Agencies hold ground as Treasuries rally after Fed says inflation targets still not met

By Kenneth Lim

Boston, Sept. 21 - Agency spreads closed unchanged to a touch tighter on Tuesday, keeping pace with rallying Treasuries as the Federal Reserve strengthened its commitment to low interest rates.

Bullet spreads closed about 1 basis point tighter versus both Treasuries and swaps in the five-year and shorter sectors, said Janney Montgomery Scott chief fixed income strategist Guy LeBas.

Foreign buying picked up late Tuesday after the Federal Open Market Committee concluded its monthly meeting, LeBas said. The Fed issued a statement from the meeting, highlighting the central bank's concerns about deflation and leaving the door open for more quantitative easing.

"Spreads are a little bit wider on the long end," he said. "I think a lot of the foreign buying seems to have hit many portions of the curve."

The Fed's buying of Treasuries as part of its current quantitative easing program may also be helping agencies to stay close to Treasuries.

"There's some talk I've heard, that because the Fed is buying in Treasuries, some players want to stay out...so they buy agencies instead," LeBas said.

Fed says inflation still inconsistent

The Fed on Tuesday said it would leave the federal funds target rate at the current low of 0% to 0.25% "for an extended period."

"Measures of underlying inflation are currently at levels somewhat below those the Committee judges most consistent, over the longer run, with its mandate to promote maximum employment and price stability," the FOMC said in a statement. "With substantial resource slack continuing to restrain cost pressures and longer-term inflation expectations stable, inflation is likely to remain subdued for some time before rising to levels the Committee considers consistent with its mandate."

The FOMC also said it will provide additional accommodation if needed to support the economic recovery and return inflation to more consistent levels.

The market pretty much stayed flat for most of Tuesday as investors waited for the FOMC statement.

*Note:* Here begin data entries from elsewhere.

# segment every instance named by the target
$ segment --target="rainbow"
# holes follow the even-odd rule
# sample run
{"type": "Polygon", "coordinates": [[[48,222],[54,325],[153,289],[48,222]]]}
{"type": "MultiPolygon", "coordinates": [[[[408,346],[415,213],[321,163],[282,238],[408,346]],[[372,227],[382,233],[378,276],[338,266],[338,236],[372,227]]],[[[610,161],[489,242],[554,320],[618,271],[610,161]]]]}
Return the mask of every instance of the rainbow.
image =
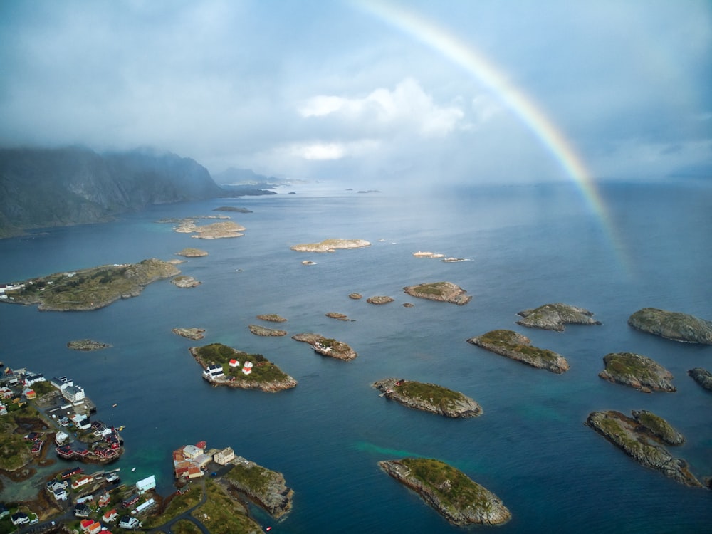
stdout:
{"type": "MultiPolygon", "coordinates": [[[[605,204],[583,161],[563,134],[528,95],[510,83],[506,77],[474,47],[456,38],[431,21],[404,7],[382,1],[361,0],[356,5],[439,53],[489,89],[539,140],[566,175],[575,182],[601,221],[616,253],[622,253],[605,204]]],[[[622,258],[622,263],[627,262],[622,258]]]]}

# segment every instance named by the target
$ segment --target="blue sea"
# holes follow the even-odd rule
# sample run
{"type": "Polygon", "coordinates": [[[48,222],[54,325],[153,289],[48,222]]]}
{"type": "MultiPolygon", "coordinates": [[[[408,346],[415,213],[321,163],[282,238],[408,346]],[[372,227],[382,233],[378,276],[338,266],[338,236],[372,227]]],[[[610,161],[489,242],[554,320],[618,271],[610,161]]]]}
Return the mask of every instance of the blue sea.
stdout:
{"type": "MultiPolygon", "coordinates": [[[[686,374],[712,369],[712,346],[666,340],[627,324],[647,306],[712,320],[712,184],[605,183],[603,209],[570,184],[424,194],[359,194],[327,184],[290,191],[157,206],[114,222],[0,241],[1,282],[169,260],[187,246],[209,253],[179,266],[202,283],[194,288],[160,281],[137,298],[90,312],[0,305],[0,360],[68,375],[95,401],[98,419],[125,425],[126,451],[116,464],[125,481],[153,474],[167,494],[171,452],[201,440],[282,472],[295,492],[290,513],[275,521],[252,509],[273,533],[464,530],[377,466],[409,456],[448,462],[499,496],[513,516],[497,529],[503,534],[710,531],[712,492],[641,466],[584,422],[595,410],[651,410],[686,437],[671,452],[700,479],[712,476],[712,392],[686,374]],[[228,214],[246,227],[244,236],[194,239],[157,222],[224,214],[213,210],[226,205],[252,210],[228,214]],[[327,238],[372,245],[325,254],[290,249],[327,238]],[[418,251],[467,261],[414,257],[418,251]],[[471,302],[456,306],[403,292],[439,281],[458,284],[471,302]],[[364,298],[349,298],[355,292],[364,298]],[[367,303],[375,295],[394,302],[367,303]],[[518,311],[555,302],[585,308],[602,324],[563,333],[515,324],[518,311]],[[263,313],[286,318],[278,328],[288,335],[251,334],[250,324],[274,326],[256,318],[263,313]],[[205,328],[206,337],[184,339],[171,332],[174,327],[205,328]],[[535,370],[466,342],[496,328],[561,353],[570,370],[535,370]],[[345,342],[358,357],[320,356],[290,338],[304,332],[345,342]],[[66,347],[85,337],[113,347],[88,353],[66,347]],[[188,347],[216,342],[264,355],[298,385],[277,394],[210,387],[188,347]],[[666,367],[677,392],[645,394],[599,378],[603,357],[620,351],[666,367]],[[372,387],[389,377],[462,392],[484,413],[459,420],[408,409],[372,387]]],[[[17,498],[19,490],[5,483],[0,501],[17,498]]]]}

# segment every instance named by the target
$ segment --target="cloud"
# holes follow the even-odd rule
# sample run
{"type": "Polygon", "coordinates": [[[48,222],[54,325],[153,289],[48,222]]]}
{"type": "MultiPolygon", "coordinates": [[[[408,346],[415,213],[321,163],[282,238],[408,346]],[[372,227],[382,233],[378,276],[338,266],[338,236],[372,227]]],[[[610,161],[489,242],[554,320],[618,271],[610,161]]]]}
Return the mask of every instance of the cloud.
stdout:
{"type": "Polygon", "coordinates": [[[416,132],[424,137],[446,135],[464,116],[454,105],[438,105],[418,82],[407,78],[395,88],[379,88],[362,98],[320,95],[299,108],[305,117],[333,117],[345,124],[375,125],[382,131],[416,132]]]}

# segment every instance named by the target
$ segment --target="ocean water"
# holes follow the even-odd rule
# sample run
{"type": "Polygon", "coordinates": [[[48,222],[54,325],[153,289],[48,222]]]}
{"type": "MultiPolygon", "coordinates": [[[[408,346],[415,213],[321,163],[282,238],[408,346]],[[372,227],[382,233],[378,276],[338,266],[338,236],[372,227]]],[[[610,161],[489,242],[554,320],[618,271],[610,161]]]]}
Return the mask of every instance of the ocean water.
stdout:
{"type": "MultiPolygon", "coordinates": [[[[179,266],[202,282],[191,289],[161,281],[137,298],[91,312],[0,305],[0,360],[47,377],[68,375],[97,404],[98,418],[125,425],[126,452],[116,466],[126,481],[154,474],[167,493],[171,452],[201,440],[281,471],[295,491],[292,512],[276,522],[252,511],[272,532],[462,530],[379,471],[379,460],[406,456],[440,459],[496,493],[513,514],[498,532],[709,531],[712,492],[638,465],[583,423],[594,410],[651,410],[686,436],[673,454],[699,478],[712,476],[712,393],[686,375],[694,367],[712,369],[712,347],[665,340],[627,324],[646,306],[712,319],[710,184],[606,184],[604,216],[567,184],[425,195],[326,185],[295,192],[159,206],[112,223],[0,241],[3,282],[167,260],[187,246],[209,253],[179,266]],[[215,214],[222,205],[253,211],[228,214],[247,228],[243,237],[192,239],[156,222],[215,214]],[[329,237],[372,246],[329,254],[289,248],[329,237]],[[414,258],[419,250],[468,261],[414,258]],[[316,264],[302,265],[307,259],[316,264]],[[472,301],[456,306],[402,290],[442,280],[466,289],[472,301]],[[350,299],[353,292],[364,298],[350,299]],[[381,295],[395,301],[365,301],[381,295]],[[518,311],[551,302],[582,306],[602,324],[563,333],[515,324],[518,311]],[[261,313],[286,318],[279,328],[289,335],[252,335],[248,325],[261,324],[261,313]],[[205,328],[206,337],[177,336],[171,329],[178,326],[205,328]],[[520,332],[562,354],[570,370],[535,370],[466,341],[494,328],[520,332]],[[302,332],[344,341],[358,357],[319,356],[290,339],[302,332]],[[113,347],[89,353],[66,347],[83,337],[113,347]],[[278,394],[210,387],[187,349],[214,342],[263,354],[298,385],[278,394]],[[646,394],[599,378],[603,356],[619,351],[667,367],[677,392],[646,394]],[[409,410],[371,387],[387,377],[461,391],[484,414],[457,420],[409,410]]],[[[0,500],[11,493],[6,488],[0,500]]]]}

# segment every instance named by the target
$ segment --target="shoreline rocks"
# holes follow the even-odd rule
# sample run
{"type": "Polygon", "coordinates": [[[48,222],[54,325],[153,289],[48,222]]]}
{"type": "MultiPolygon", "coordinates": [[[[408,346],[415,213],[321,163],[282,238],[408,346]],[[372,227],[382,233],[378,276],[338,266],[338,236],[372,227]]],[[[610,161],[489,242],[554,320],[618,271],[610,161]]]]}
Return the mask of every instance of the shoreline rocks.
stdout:
{"type": "Polygon", "coordinates": [[[644,308],[628,318],[628,324],[674,341],[712,345],[712,321],[686,313],[644,308]]]}
{"type": "Polygon", "coordinates": [[[472,300],[471,295],[465,295],[467,292],[452,282],[433,282],[408,286],[403,288],[403,290],[412,297],[449,302],[459,306],[467,304],[472,300]]]}
{"type": "Polygon", "coordinates": [[[205,337],[204,335],[205,333],[204,328],[173,328],[171,331],[174,334],[177,334],[183,337],[187,337],[194,341],[201,340],[205,337]]]}
{"type": "Polygon", "coordinates": [[[446,417],[476,417],[482,414],[482,407],[473,399],[435,384],[385,378],[372,385],[382,392],[382,397],[408,408],[446,417]]]}
{"type": "Polygon", "coordinates": [[[67,343],[67,347],[75,350],[101,350],[102,349],[111,348],[114,345],[108,343],[102,343],[93,340],[76,340],[67,343]]]}
{"type": "Polygon", "coordinates": [[[600,321],[592,318],[593,313],[588,310],[562,303],[545,304],[539,308],[522,310],[517,315],[523,318],[517,321],[518,325],[556,332],[563,332],[565,324],[601,324],[600,321]]]}
{"type": "Polygon", "coordinates": [[[513,330],[491,330],[471,337],[467,342],[537,369],[545,369],[557,374],[569,370],[569,362],[560,354],[533,347],[528,337],[513,330]]]}
{"type": "Polygon", "coordinates": [[[247,328],[249,328],[250,332],[255,335],[261,335],[263,337],[278,337],[280,336],[287,335],[286,330],[280,330],[276,328],[268,328],[264,326],[260,326],[259,325],[248,325],[247,328]]]}
{"type": "Polygon", "coordinates": [[[644,393],[677,391],[670,380],[672,374],[646,356],[634,352],[612,352],[603,357],[605,369],[598,376],[644,393]]]}
{"type": "Polygon", "coordinates": [[[365,239],[325,239],[320,243],[304,243],[290,247],[297,252],[335,252],[340,248],[362,248],[370,246],[365,239]]]}
{"type": "Polygon", "coordinates": [[[342,360],[345,362],[350,362],[358,356],[356,351],[346,343],[330,337],[325,337],[321,334],[311,333],[295,334],[292,336],[292,339],[295,341],[308,343],[315,352],[337,360],[342,360]]]}
{"type": "Polygon", "coordinates": [[[688,371],[687,374],[703,388],[712,391],[712,372],[702,367],[695,367],[688,371]]]}
{"type": "Polygon", "coordinates": [[[684,460],[674,457],[654,436],[642,431],[635,419],[614,410],[593,412],[589,414],[586,425],[641,465],[656,469],[681,484],[703,487],[684,460]]]}
{"type": "Polygon", "coordinates": [[[453,525],[501,525],[512,517],[496,495],[439,460],[404,458],[378,465],[453,525]]]}

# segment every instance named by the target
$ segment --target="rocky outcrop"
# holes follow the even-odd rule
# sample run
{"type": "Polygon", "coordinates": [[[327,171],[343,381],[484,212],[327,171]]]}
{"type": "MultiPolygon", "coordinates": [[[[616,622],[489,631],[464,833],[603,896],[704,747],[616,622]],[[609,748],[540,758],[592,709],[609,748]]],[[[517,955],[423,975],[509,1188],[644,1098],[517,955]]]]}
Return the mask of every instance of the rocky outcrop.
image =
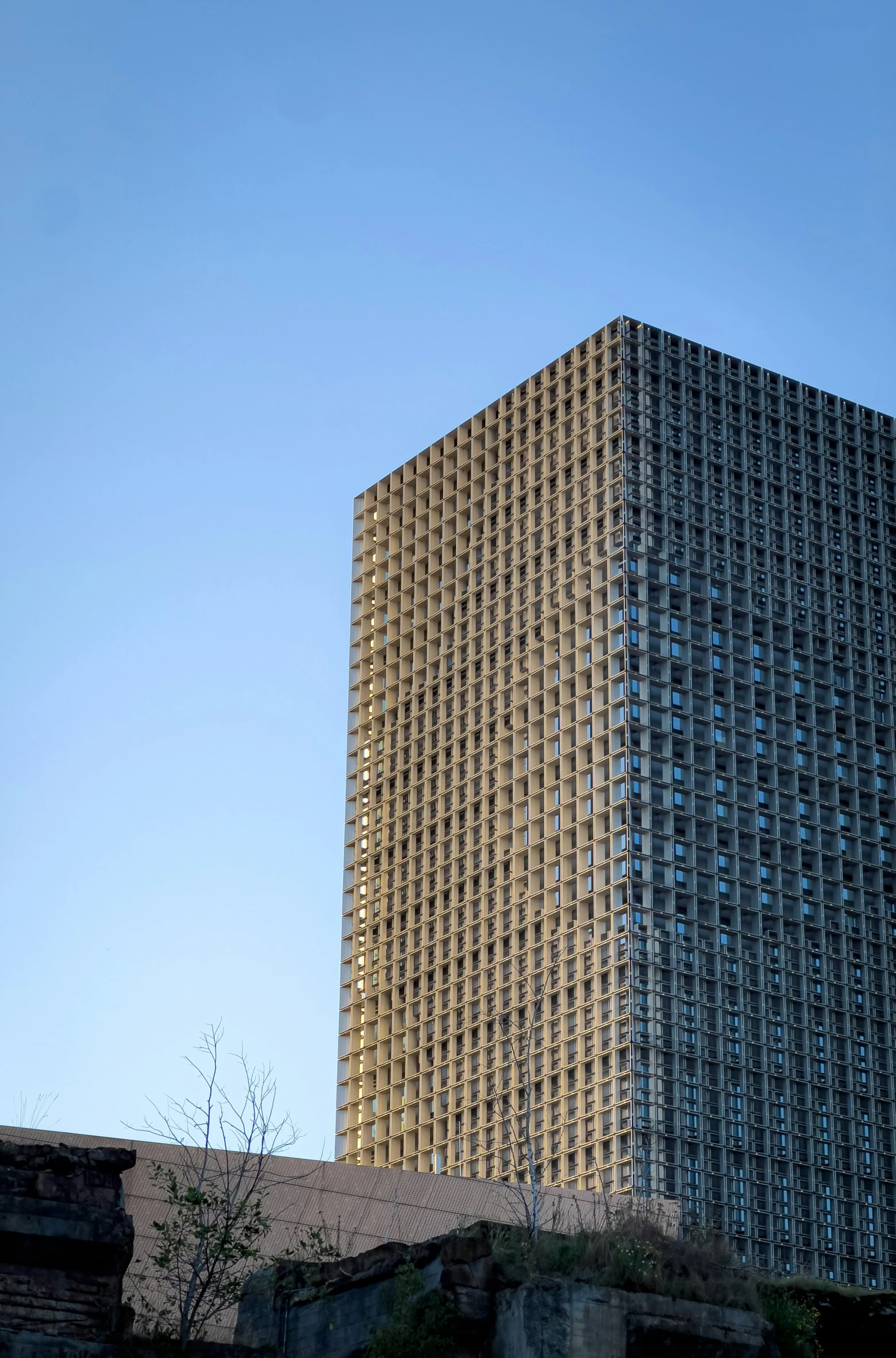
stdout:
{"type": "Polygon", "coordinates": [[[0,1142],[0,1348],[129,1332],[121,1291],[134,1232],[121,1172],[133,1162],[125,1149],[0,1142]]]}
{"type": "Polygon", "coordinates": [[[566,1278],[515,1283],[496,1267],[485,1224],[410,1248],[263,1270],[243,1291],[236,1340],[282,1358],[361,1358],[390,1317],[394,1278],[407,1262],[424,1290],[449,1298],[459,1355],[778,1358],[771,1327],[752,1312],[566,1278]]]}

When the statement came out and Treasuries rallied, agencies managed to hold their ground.

"Spreads in general are pretty much unchanged," an agency trader said.

The result was that the agency market ended the day richer on an absolute yield basis.

"With the market rallying like it has, you saw a lot of action on the bid side, maybe some accounts coming in and taking some profit," the trader said. "But with the lack of any kind of spread widening and with rates moving lower, it's still kind of expensive out there."

Callables were also affected by the richening, and callable issuance could slow down on Wednesday.

"There was a ton of issuance before the Fed came out," the trader said. "Now everything has gone up, the price has been inflated. A lot of the cheap paper, in my opinion, the volatility pricing of the call option is a lot more expensive now, so tomorrow we're going to open up a lot richer."

Fannie Mae ahead

The market next waits for possible supply from Fannie Mae, which has a calendar announcement on Benchmark Notes scheduled for Thursday.

"The last thing I heard was probably a two-year," the trader said. That seems to be the best funding level of the curve."